Anyway, this long intro is moving into this: things that I could never do if I was still living with my disorder, road-trip edition. Below is a list of things that I got to enjoy this past weekend, things I never really could have enjoyed if I wasn’t in recovery.
1. Sing Obnoxiously
If you are not wheezing and out of breath after singing your favourite song then to be honest I don’t think you were really singing it. Anyone who has had to drive with my knows that I cannot drive when my favourite songs play because I need to close my eyes in order to properly interpretive dance as the song so deserves. In my eating disorder so many stupid things caused me to be out of breath, so many movements caused me pain. I would never have been able to scream ‘Nah!’ by Shania Twain in the car the way it was truly intended if I wasn’t in recovery.
Ok I don’t think we were actually trespassing, but we made a stop on our road trip to a ghost town that my friend had looked up on the internet before we left. As a ‘soul’ person I am a huge fan of wide open fields, big trees, and running water. We stopped on the side of the road near a bridge on this side-road and I got to run and climb and spin and fall in this expanse of area that seemed to have been untouched for many years. I got to feel the cold air in my lungs and smile when I reached the top of the tree. I never would have been able to run like that if I wasn’t in recovery.
3. Car Rides
During the time I was sick I went on a trip to Italy with my school. I have a pretty bad memory to begin with, but one of the only things I remember clearly about that trip was how much sitting on the bus seats and airplane seats hurt because of the way my shoulders and spine stuck out. You can never really be comfortable, no matter how many layers you wear or pillows you stick behind you. I never would have been able to fall asleep in the car with a smile on my face from being so tired and happy if I wasn’t in recovery.
4. See friends
Even this long into recovery seeing people I have not seen for a while is still something I struggle with. I get nervous they are comparing my current body to my previous one, I get nervous they are judging the way I look now, or the way I carry myself. I realize that no one is paying as much attention to me as I am, but these thoughts exist nonetheless. But I got to get in touch with one of my best friends I had not seen in months and catch up with her, see her city, and enjoy her company genuinely, without these thoughts invading every conversation or movement. I never would have been able to maintain genuine relationships if I wasn’t in recovery.
I absolutely love learning, and it has become so much more enjoyable since I stopped trying to memorize the calorie content of foods or calculate what my next goal weight is. Genuine learning and genuine knowledge offers so much, and my brain is so much more than just a calorie calculator. I never would have gotten to take a tour of parliament and spend more time thinking about what the tour guide was saying rather than how many steps I was taking if I wasn’t in recovery.
6. Midnight Driving
If you weren’t driving down a highway at 2am were you really even road-tripping at all? In my disorder, being alone with my thoughts was one of my favourite things because it was such a destructive thing. My thoughts involved how I could fit more exercise into my day without anyone noticing or what method of self-harm could I use that would give me the feeling I wanted. Instead I got to think about how pretty the moon is, how I’ve found spaces on this earth that I belong in (and even appreciation for those that I don’t fit in but admire), I got to think about my relationships with people and how I can focus on strengthening them, I got to think about what kind of dog I want when I get older. I never would have been able to think about anything except myself if I wasn’t in recovery.

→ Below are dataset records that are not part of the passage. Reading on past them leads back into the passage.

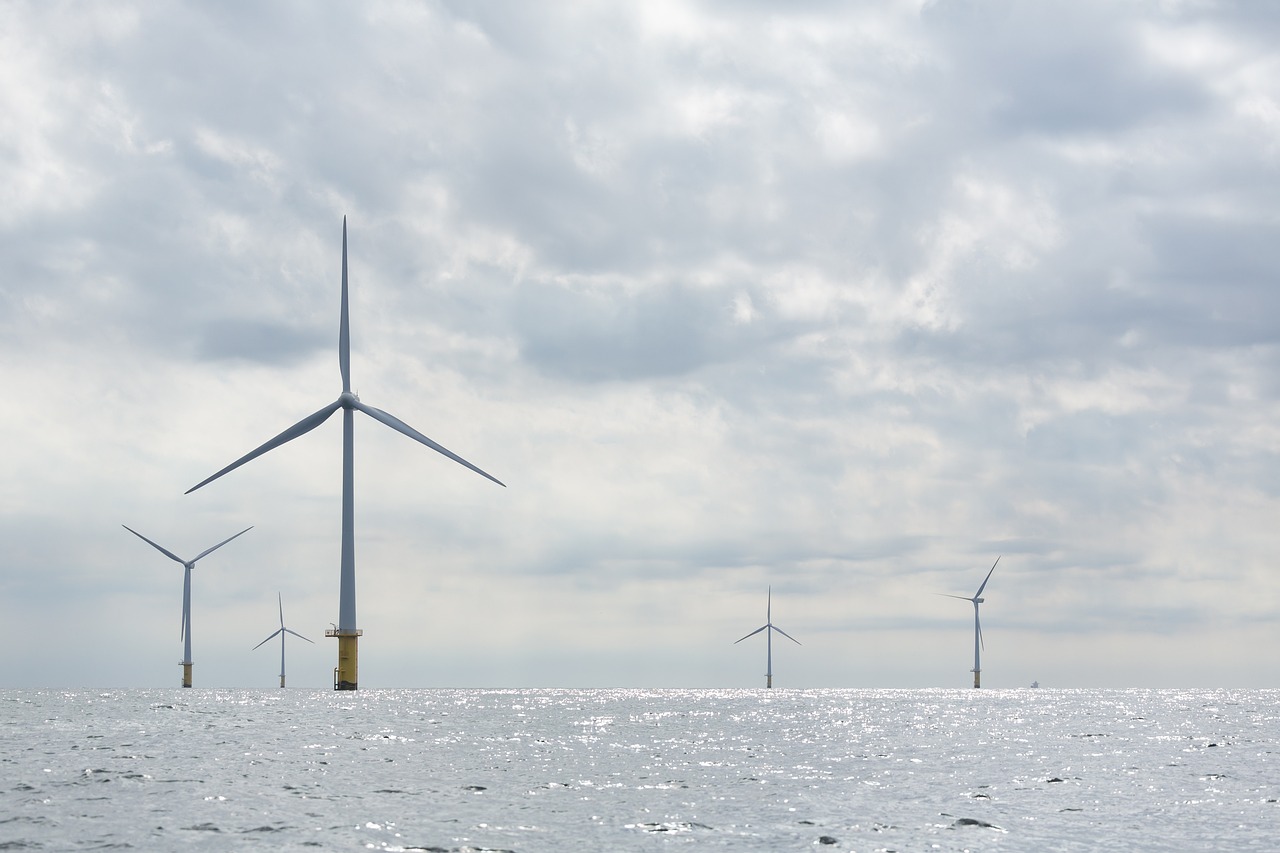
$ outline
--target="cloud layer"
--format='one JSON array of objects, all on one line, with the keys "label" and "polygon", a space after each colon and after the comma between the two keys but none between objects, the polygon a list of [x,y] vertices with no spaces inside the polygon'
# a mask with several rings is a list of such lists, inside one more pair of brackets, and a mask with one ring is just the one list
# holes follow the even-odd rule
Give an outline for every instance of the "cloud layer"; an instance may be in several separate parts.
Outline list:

7. Take Important Pictures
Unflattering photos are often times the best ones. It’s hard to embrace images of ourselves that show things that we don’t want others to see, the things we don’t like about ourselves and hope that no one will notice them. Of course aesthetically pleasing photos are important (I have an instagram vibe to maintain obviously), but the silly photos where you have 4 chins and imperfect skin are some of the most beautiful. I never would have been comfortable with photos like that if I wasn’t in recovery.
Long story short: you are worthy of living a life that excites you and scares you and makes you believe in things, whether that is a higher force, other people, or yourself. You are not going to find that in your sickness, I can promise you that.